The symptom is that initial data loading screams at between 50K - 500K records per second, but after a few minutes the speed drops off dramatically and eventually crawls embarrasingly slowly. The database is in Simple recovery model, the target tables are empty, and all of the prerequisites for minimally logged bulk inserts are being met. The data flow is a simple load from a RAW input file to a schema-matched table (i.e. no complex transforms of data, no sorting, no lookups, no SCDs, etc.)
The problem has the following qualities and resiliences:
Problem persists no matter what the target table is.
RAM usage is lowish (45%) - there's plenty of spare RAM available for SSIS buffers or SQL Server to use.
Perfmon shows buffers are not spooling, disk response times are normal, disk availability is high.
CPU usage is low (hovers around 25% shared between sqlserver.exe and DtsDebugHost.exe)
Disk activity primarily on TempDB.mdf, but I/O is very low (< 600 Kb/s)
OLE DB destination and SQL Server Destination both exhibit this problem.
To sum it up, I expect either disk, CPU or RAM to be exhausted before the package slows down, but instead its as if the SSIS package is taking an afternoon nap. SQL server remains responsive to other queries, and I can't find any performance counters or logged events that betray the cause of the problem.
I'll gratefully reward any reasonable answers / suggestions.
We finally found a solution... the problem lay in the fact that my client was using VMWare ESX, and despite the VM reporting plenty of free CPU and RAM, the VMWare gurus has to pre-allocate (i.e. gaurantee) the CPU for the SSIS guest VM before it really started to fly. Without this, SSIS would be running but VMWare would scale back the resources - an odd quirk because other processes and software kept the VM happily awake. Not sure why SSIS was different, but as I said, the VMWare gurus fixed this problem by reserving RAM and CPU.
I have some other feedback by way of a checklist of things to do for great performance in SSIS:
Ensure SQL login has BULK DATA permission, else data load will be very slow. Also check that the target database uses the Simple or Bulk Logged recovery model.
Avoid sort and merge components on large data - once they start swapping to disk the performance gutters.
Source sorted input data (according to the target table's primary key), and disable non-clustered indexes on target table, set MaximumInsertCommitSize to 0 on the destination component. This bypasses TempDB and log altogether.
If you cannot meet requirements for 3, then simply set MaximumInsertCommitSize to the same size as the data flow's DefaultMaxBufferRows property.
The best way to diagnose performance issues with SSIS Data Flows is with decomposition.
Step 1 - measure your current package performance. You need a baseline.
Step 2 - Backup your package, then edit it. Remove the Destination and replace it with a Row Count (or other end-of-flow-friendly transform). Run the package again to measure performance. Now you know the performance penalty incurred by your Destination.
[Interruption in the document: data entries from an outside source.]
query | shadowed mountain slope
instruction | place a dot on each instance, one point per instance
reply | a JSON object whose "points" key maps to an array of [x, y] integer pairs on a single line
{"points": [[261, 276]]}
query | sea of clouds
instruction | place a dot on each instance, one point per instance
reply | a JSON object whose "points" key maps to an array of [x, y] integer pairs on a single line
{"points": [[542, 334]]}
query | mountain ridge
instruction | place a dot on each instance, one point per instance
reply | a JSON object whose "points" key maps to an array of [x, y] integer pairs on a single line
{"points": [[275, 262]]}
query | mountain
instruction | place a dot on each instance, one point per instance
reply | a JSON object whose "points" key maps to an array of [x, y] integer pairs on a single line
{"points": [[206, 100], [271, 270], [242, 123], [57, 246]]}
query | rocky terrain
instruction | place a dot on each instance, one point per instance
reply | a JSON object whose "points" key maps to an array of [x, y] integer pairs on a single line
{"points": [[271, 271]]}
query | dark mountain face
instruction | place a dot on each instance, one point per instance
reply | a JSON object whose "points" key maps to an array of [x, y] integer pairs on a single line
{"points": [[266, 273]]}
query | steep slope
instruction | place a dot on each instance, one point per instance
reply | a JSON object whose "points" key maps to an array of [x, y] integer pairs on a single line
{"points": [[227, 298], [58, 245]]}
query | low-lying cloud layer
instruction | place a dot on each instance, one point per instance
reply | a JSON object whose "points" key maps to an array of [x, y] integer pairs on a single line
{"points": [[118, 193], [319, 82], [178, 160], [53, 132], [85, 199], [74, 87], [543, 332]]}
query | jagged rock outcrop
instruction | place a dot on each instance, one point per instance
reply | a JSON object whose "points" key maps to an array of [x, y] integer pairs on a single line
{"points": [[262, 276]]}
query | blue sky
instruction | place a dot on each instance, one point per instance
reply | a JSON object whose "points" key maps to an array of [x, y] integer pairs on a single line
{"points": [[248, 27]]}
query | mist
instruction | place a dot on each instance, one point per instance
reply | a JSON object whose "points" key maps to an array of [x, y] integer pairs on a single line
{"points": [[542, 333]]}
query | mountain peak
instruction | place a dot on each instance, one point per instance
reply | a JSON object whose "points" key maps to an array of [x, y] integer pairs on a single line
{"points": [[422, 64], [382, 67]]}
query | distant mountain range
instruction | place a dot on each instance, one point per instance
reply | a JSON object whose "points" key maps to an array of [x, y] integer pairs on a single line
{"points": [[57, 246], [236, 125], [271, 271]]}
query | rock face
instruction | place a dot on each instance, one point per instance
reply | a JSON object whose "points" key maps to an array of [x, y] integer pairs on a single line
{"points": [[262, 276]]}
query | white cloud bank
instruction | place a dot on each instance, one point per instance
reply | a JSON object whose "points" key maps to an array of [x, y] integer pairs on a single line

Step 3 - Edit the package again, removing the next transform "up" from the bottom in the data flow. Run and measure. Now you know the performance penalty of that transform.
Step 4...n - Rinse and repeat.
You probably won't have to climb all the way up your flow to get an idea as to what your limiting factor is. When you do find it, then you can ask a more targeted performance question, like "the X transform/destination in my data flow is slow, here's how it's configured, this is my data volume and hardware, what options do I have?" At the very least, you'll know exactly where your problem is, which stops a lot of wild goose chases.
Are you issuing any COMMITs? I've seen this kind of thing slow down when the working set gets too large (a relative measure, to be sure). A periodic COMMIT should keep that from happening.
First thoughts:
Are the database files growing (without instant file initialization for MDFs)?
Is the upload batched/transactioned? AKA, is it one big transaction?)